L’éducation Montessori est l’une des pédagogies alternatives à la mode. De nombreux produits sont aujourd’hui estampillés « Montessori », pour une application à la maison. Nous avons rencontré Audrey Zucchi, fondatrice du site No Milk Today, qui propose des kits pédagogiques Montessori. Elle est aussi l’auteure d’un livre de cuisine Montessori pour les 2-6 ans, « Grands apprentissages Montessori pour petites mains », chez Marabout.
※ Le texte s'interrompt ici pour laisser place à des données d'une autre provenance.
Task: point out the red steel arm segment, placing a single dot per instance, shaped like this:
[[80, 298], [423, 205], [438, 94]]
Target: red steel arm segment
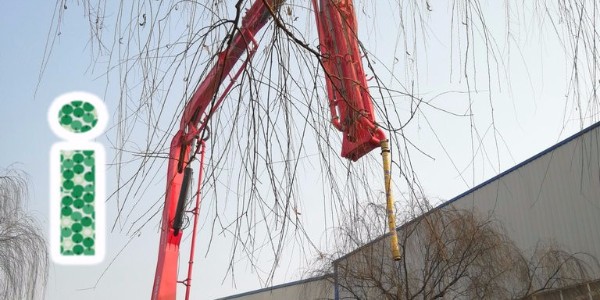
[[350, 105], [165, 279]]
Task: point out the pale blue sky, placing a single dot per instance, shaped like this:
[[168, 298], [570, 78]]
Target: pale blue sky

Vous connaissez, ou du moins vous avez déjà entendu parler des écoles Montessori. Aujourd’hui, la pédagogie prônée par la célèbre pédagogue Maria Montessori va bien au-delà de ses écoles alternatives. On voit en effet de plus en plus de livres Montessori, de jeux et jouets Montessori, ou d’outils Montessori dédiés à l’organisation familiale. Alors simple effet de mode ? Stratégie marketing pour surfer sur la défiance de plus en plus grande des parents vis-à-vis de l’éducation traditionnelle ? Et qu’apportent effectivement à l’enfant tous ces produits destinés à appliquer la méthode Montessori à la maison ? Entretien avec Audrey Zucchi.

Audrey Zucchi, quels sont les principes de la pédagogie Montessori ?

Audrey Zucchi : Le plus grand principe, celui qui est à la fois hyper simple et assez révolutionnaire, c’est celui qui consiste à dire que chaque enfant a un programme de développement interne qui lui est propre. Et que c’est uniquement poussé par la curiosité qu’il va petit à petit apprendre tout ce qui lui est nécessaire pour s’adapter à son environnement et exprimer son plein potentiel. C’est LE principe qui est valable tout au long de l’éducation Montessori de 0 à 24 ans. Chaque enfant fait à son rythme.

L’enfant a tout de même besoin d’être guidé ?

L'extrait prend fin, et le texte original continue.